A markov chain generator to create rhyming sentences using Markovify and NLTK
A Markov chain is a stochastic process that describes a set of states. The process begins at a starting state, and steps from one state to the next via random choices. The Markov Property is the key this process - it states that the probability of transitioning to the next state relies solely on the current state and time elapsed:
-
∀i∀j, Pij ∈ [0,1]
-
Where i is the current state, j is the next state, and Pij represents the transition probability from i to j.
Markov Chains can be used to generate new sentences from a corpus of existing text. From this corpus a model is generated. The model is represented as a hashmap of a hashmap, wherin the outer map represents every possible state in the corpus, and the inner map represents the possibilities from that state to the next state. To generate a new sentence, a starting state is chosen from the model. The algorithm will then begin stepping from this beginning state, until an ending state is reached. The step function of the model will randomly choose it's next state from its reachable states.
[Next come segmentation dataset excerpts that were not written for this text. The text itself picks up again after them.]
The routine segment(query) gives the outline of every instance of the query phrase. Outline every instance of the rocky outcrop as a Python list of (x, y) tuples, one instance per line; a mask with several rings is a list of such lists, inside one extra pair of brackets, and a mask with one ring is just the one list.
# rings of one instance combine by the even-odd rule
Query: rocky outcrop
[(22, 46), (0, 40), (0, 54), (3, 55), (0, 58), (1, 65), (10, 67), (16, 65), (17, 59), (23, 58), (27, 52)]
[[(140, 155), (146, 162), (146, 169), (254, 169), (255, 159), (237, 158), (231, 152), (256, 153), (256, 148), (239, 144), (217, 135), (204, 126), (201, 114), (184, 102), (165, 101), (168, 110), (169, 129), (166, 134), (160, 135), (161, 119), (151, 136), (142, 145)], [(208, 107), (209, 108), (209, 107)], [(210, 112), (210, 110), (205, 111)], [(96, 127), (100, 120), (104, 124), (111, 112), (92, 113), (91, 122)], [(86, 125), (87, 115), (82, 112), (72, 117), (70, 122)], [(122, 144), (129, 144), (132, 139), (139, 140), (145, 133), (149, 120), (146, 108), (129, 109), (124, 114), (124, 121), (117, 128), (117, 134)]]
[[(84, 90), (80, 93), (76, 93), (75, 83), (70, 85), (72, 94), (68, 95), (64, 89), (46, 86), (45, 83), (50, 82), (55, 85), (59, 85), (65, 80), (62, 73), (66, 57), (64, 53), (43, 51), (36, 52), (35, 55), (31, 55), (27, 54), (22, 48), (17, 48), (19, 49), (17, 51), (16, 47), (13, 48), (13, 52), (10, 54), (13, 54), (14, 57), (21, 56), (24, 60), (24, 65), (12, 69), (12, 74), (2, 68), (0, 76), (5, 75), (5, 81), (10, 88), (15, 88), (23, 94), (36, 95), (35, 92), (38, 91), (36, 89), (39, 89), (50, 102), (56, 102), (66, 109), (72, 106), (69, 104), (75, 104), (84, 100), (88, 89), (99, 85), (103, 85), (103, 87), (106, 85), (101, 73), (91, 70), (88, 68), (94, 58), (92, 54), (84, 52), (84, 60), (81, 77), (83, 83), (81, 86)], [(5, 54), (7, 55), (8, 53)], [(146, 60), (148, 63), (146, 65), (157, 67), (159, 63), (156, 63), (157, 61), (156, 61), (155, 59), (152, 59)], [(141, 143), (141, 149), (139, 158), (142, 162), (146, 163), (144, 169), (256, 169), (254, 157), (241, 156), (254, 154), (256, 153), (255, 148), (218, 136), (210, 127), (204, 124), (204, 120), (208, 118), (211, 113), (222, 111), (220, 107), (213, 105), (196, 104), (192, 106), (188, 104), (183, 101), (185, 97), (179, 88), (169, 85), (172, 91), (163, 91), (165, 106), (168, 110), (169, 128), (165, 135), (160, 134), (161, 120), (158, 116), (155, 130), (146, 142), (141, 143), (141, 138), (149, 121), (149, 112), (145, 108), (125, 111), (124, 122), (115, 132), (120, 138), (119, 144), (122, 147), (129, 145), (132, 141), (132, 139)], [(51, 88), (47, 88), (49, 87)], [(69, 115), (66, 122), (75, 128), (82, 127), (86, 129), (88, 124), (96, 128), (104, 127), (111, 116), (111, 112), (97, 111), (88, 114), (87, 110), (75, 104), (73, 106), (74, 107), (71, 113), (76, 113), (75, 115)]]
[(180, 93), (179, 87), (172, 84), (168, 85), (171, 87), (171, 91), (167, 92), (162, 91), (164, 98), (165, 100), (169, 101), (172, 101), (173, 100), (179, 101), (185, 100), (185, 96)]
A rhyme is the repetition of similar sounds between two words. For this project, I chose to use syllabic rhyming. I define the degree of rhyming as the amount of syllables to match starting from the tail of the word. Thumb and Numb are two words that rhyme solely on their tail syllable. Rapport and Galore are degree 2 rhymes.
In order to programmatically determine rhyming words, I use Python's Natural Language Toolkit (NLTK). NLTK contains the CMU Pronunciation dictionary, which is a set of 39 phonemes. Phonemes are basic units of sound, and from these units it's possible to match rhyming words.
('rapport', ['R', 'AE0', 'P', 'AO1', 'R'])
('galore', ['G', 'AH0', 'L', 'AO1', 'R'])
Generating a sentence that rhymes with it's previous sentence is unlikely within a reasonable amount of time. The algorithm will have to generate the entire sentence, and then check if the last word rhymes. A much quicker solution is to create a Markov Model of reversed sentences.
With a model of reversed sentences, we can allow the algorithm to choose the rhyming word immediately with 100% probability by 'seeding' the chain generation with the rhyming word. The algorithm will then start it's step function with it's initial state as the rhyme word. To finish just reverse the sentence again.
For model generation and building markov chains, the popular Markovify library is used. I've modified Markovify to generate reversed rhyming sentences. Rhyming stanzas can be build by combining pairs of sentences generated from each model.
The simplified algorithm works as follows:
- Generate a forward and reverse Markov Model from the corpus
- Build a sentence from the forward model and choose the last word as the rhyming word
- Build a reverse sentence with the rhyming word as the seed word
From The Count of Monte Cristo
- The Apparition as the jeweller returned to you through me; the Marquis de Saint- Méran died as soon.
- “Father, you and Madame de Villefort remained prostrate at noon.
- “How so?” said Monte Cristo looked at the piano, accompanying themselves, each offering equal securities.
- Asked himself—— repeated Monte Cristo serves occasionally on the formalities.